Tras su muerte, su familia ha escrito:
Hay un gran agujero en el mundo ahora que ya no está con nosotros, pero como él diría: «Mantén la vista en la rosquilla y no en el agujero».
Muchas gracias, David, por escoger siempre la rosquilla, por no hacer de los abismos y la oscuridad un personaje. Por ser el tronco de la señora del tronco, por hablar cuando todos te creían inútil y callar cuando los necios querían cháchara.
Supongo que a la mayoría de nosotros nos gustaría ser capaces de ir tan lejos para tocar la oscuridad y aun así ser capaces de volver, totalmente rotos, pero sin la necesidad de romper a nadie más. No es algo lógico, no es comprensible, pero sí lynchiano.
David Lynch jamás quiso que lo comprendieran. Era lo más parecido al hombre que tenía visiones frente al fuego y balbuceaba esperando que todos alrededor sintieran la vibración de sus arrebatos en el cuerpo. Y, como ese hombre, también quería que esas visiones fuesen capaces de rasgar la realidad. Porque él, como muy pocos, sabía que el fin último no era tener lectores, ni espectadores, ni seguidores, ni perro que nos ladre, sino llegar tan cerca de lo primitivo que quien lo escuchase o lo leyese o viese sus películas se preguntara: ¿soy el sueño o soy el soñador?

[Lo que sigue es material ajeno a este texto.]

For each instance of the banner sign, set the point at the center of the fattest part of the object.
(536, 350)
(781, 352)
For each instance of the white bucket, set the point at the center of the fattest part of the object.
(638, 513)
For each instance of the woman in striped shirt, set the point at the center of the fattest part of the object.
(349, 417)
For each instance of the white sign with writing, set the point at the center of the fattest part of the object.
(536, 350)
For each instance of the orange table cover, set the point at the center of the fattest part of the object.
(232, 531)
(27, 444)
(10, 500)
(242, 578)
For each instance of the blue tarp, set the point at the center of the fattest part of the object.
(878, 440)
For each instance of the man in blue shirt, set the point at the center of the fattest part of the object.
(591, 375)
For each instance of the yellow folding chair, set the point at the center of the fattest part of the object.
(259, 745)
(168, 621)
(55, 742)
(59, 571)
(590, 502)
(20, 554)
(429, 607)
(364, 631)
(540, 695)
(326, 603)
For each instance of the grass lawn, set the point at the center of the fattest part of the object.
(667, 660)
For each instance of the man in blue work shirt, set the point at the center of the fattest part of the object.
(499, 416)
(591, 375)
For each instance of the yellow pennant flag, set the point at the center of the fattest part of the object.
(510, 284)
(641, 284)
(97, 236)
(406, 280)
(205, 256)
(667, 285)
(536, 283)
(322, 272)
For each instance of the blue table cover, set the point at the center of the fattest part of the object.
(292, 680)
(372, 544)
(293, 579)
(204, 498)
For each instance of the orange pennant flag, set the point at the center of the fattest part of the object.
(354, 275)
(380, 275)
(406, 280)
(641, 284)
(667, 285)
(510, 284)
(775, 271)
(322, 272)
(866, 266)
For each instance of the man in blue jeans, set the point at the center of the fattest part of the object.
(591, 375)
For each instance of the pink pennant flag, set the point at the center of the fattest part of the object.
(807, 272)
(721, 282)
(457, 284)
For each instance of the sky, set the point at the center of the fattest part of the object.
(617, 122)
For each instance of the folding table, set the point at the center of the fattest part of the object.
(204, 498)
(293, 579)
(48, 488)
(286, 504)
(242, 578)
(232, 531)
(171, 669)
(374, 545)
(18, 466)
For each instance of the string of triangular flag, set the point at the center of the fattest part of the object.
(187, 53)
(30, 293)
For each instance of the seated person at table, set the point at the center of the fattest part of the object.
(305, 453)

Twin Peaks le hace esa pregunta constantemente al espectador, no solo lo pregunta, lo reprocha, lo reclama. Ey, parece decirnos: ¿Estás soñando? ¿Estás viviendo? ¿Eres real? ¿No será que estás perdiendo la cabeza? Creaba como un animal salvaje, como todos los animales salvajes del bosque que hace tiempo perdimos. Nos devolvía una mirada en extinción, nos devolvía el fuego que camina con nosotros.
David Lynch y Jorge Luis Borges podrían haberse llevado muy bien. Los dos estaban más interesados en llevar la ficción a la realidad que en meter la realidad en la ficción: abrir grietas, acceder a otra dimensión, dejar que la pesadilla contaminara nuestros dulces sueños. ¿No es esa la verdadera revolución?
Lynch quería incomodarnos. A esa conclusión llegó David Foster Wallace después de asistir al rodaje de Carretera perdida. A David Lynch le interesaba la oscuridad, el mal que escapa de cualquier fórmula tópica, sencilla, moral. Y no lo ponía nada fácil al momento de dialogar con su audiencia porque no le interesaban los personajes angelicales ni los malos malotes, sino el reino de las metamorfosis, el momento en el que Leland Palmer es el padre y también el asesino de Laura Palmer (en Twin Peaks), ese instante en el que mundo se revela tal como es: un laberinto absurdo y atroz en el que seguimos trazando mitos en busca de sentido.
Y lo cierto es que alguien como él no debería haber llegado tan lejos. Quizá fue su pelazo. O su voz al relatarnos el tiempo cada día en la pandemia. Quizá fue su forma de no adaptarse jamás a las expectativas (le perdonaremos siempre lo de Dune) o de simplemente estar tan dentro del laberinto que cualquier cosa cercana a la expectativa no existía. Recuerda: solo existe la rosquilla. Y nunca el agujero. Quizá fue su honestidad o su forma de habitar el mundo como ese niño que deseaba contarnos sus pesadillas con el único deseo de que no se cumplieran.
Aquí seguiremos, David, escuchando: nuestras noches serán siempre tuyas.